Cyjax identified a post on the darknet forum Exploit[.]in from the Cerberus operators, stating Cerberus v2 is now available to purchase. The operators previously notified customers that Cerberus v2 was in the testing stage, but this latest post suggests it is now fully operational. Support for Cerberus v1 has now ended; it is free for existing customers to upgrade to Cerberus v2. Considering Cerberus is one of the most popular banking Trojans, we expect v2 to be rapidly adopted and integrated into cybercrime operations.
COVID-19 Geopolitical Threats and Impacts
In partnership with A2 Global Risk
In a statement released on 16 May, the Ecuadorian ministry of mines and non-renewable natural resources confirmed the imminent restart of mining operations after the government’s committee for emergency operations, or COE, approved their resumption. The announcement has prompted concern among some residents who live near mines over whether the resumption of mining will increase the spread of COVID-19. Ecuador has been one of the worst-affected countries in Latin America. The move, however, marks a major development in the gradual normalisation of mining companies’ operations in Ecuador. Companies should resume operations under strict sanitary protocols and social-distancing guidelines.
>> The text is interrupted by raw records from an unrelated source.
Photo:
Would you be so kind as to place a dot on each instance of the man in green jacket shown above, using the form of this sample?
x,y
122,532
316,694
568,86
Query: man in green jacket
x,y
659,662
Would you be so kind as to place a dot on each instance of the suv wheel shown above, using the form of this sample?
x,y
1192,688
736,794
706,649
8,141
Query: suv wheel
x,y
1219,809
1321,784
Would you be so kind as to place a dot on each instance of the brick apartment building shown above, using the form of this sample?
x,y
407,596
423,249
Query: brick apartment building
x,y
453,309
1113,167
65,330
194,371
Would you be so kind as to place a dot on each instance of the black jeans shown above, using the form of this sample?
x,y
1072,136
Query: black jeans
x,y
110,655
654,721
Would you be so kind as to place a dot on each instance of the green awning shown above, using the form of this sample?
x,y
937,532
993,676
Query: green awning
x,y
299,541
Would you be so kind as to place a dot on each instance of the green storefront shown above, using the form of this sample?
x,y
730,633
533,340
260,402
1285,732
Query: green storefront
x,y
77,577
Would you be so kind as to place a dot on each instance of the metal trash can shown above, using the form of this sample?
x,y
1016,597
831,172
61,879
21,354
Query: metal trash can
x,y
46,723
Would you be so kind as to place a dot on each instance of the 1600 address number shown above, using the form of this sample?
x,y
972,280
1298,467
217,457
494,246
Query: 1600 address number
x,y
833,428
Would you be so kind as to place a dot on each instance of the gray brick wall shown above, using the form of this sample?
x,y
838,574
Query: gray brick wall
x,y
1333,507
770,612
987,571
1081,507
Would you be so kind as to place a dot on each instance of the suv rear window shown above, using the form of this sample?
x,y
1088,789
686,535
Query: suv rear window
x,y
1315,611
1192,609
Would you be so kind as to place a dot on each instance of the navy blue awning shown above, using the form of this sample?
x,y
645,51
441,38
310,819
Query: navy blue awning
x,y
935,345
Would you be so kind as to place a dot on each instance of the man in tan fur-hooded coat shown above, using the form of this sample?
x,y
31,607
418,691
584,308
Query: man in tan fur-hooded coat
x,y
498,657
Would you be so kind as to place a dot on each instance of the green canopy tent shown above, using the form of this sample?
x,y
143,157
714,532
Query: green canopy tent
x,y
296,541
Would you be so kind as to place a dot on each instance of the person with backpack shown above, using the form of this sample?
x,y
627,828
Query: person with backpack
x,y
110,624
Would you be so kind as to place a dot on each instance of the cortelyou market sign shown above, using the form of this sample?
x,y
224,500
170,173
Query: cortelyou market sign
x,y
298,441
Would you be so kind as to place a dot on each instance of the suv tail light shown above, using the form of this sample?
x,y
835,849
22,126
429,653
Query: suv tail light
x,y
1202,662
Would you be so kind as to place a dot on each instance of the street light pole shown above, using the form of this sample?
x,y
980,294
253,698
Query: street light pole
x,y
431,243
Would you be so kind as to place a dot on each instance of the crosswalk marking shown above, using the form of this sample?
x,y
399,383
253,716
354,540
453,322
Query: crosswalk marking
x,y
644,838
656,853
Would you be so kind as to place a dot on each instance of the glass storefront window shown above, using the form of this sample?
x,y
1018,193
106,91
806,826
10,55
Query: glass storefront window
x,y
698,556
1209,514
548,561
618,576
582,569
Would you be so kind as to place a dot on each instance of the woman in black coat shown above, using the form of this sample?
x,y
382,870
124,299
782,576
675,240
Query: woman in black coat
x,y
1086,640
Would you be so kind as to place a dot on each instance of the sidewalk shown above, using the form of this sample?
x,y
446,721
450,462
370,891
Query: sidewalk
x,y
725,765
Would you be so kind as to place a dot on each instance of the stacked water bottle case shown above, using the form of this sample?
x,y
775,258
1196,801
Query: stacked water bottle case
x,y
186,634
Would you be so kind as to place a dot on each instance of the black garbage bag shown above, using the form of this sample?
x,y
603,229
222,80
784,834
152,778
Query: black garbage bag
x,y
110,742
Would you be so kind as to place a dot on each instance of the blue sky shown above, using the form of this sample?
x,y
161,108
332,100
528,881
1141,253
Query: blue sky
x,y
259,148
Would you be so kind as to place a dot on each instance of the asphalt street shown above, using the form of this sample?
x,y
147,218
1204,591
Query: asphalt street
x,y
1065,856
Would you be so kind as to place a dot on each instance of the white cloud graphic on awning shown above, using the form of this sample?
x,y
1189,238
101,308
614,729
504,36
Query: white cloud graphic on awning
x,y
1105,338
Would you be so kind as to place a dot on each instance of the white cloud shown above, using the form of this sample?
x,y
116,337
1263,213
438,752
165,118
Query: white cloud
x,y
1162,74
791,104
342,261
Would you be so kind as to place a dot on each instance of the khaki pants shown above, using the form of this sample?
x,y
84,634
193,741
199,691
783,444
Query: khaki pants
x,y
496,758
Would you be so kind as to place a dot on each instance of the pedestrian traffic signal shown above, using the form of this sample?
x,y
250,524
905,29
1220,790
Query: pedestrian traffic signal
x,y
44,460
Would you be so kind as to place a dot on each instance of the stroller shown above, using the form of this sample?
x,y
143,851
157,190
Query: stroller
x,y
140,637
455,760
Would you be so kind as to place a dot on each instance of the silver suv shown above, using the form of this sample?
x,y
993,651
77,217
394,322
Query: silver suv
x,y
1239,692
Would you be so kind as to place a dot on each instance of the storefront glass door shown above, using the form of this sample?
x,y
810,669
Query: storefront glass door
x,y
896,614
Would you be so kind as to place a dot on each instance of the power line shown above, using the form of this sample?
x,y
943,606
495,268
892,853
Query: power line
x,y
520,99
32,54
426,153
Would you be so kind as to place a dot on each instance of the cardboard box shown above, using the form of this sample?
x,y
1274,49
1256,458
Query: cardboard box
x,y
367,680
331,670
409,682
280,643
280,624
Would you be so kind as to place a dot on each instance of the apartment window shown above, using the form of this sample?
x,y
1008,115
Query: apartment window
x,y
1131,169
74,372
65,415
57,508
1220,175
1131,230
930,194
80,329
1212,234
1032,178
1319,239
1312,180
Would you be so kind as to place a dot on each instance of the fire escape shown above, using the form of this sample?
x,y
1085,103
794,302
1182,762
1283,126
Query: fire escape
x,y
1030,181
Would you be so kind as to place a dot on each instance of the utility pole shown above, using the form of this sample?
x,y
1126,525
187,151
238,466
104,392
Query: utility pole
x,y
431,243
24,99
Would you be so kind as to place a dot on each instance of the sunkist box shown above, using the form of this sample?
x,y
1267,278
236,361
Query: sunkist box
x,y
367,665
On 19 May, the US Department of the Treasury’s Office of Foreign Assets Control (OFAC) imposed sanctions on China-based logistics company Shanghai Saint Logistics for acting as a general sales agent (GSA) for blacklisted Iranian airline Mahan Air. The measure freezes any US-held assets of Shanghai Saint Logistics and generally prohibits US persons from doing business with the company. Mahan Air has been under US sanctions since 2011, imposed over its links to Iran’s Islamic Revolutionary Guard Corps (IRGC), which the US considers a terrorist organisation. The timing of the sanctions against a China-based company amid tensions over the COVID-19 crisis indicate that commercial retaliation against Beijing was likely an important consideration. In the short-to-medium terms, companies should anticipate an increased enforcement of US sanctions, including of companies partnering with sanctioned entities in countries including Iran, Syria, and Venezuela.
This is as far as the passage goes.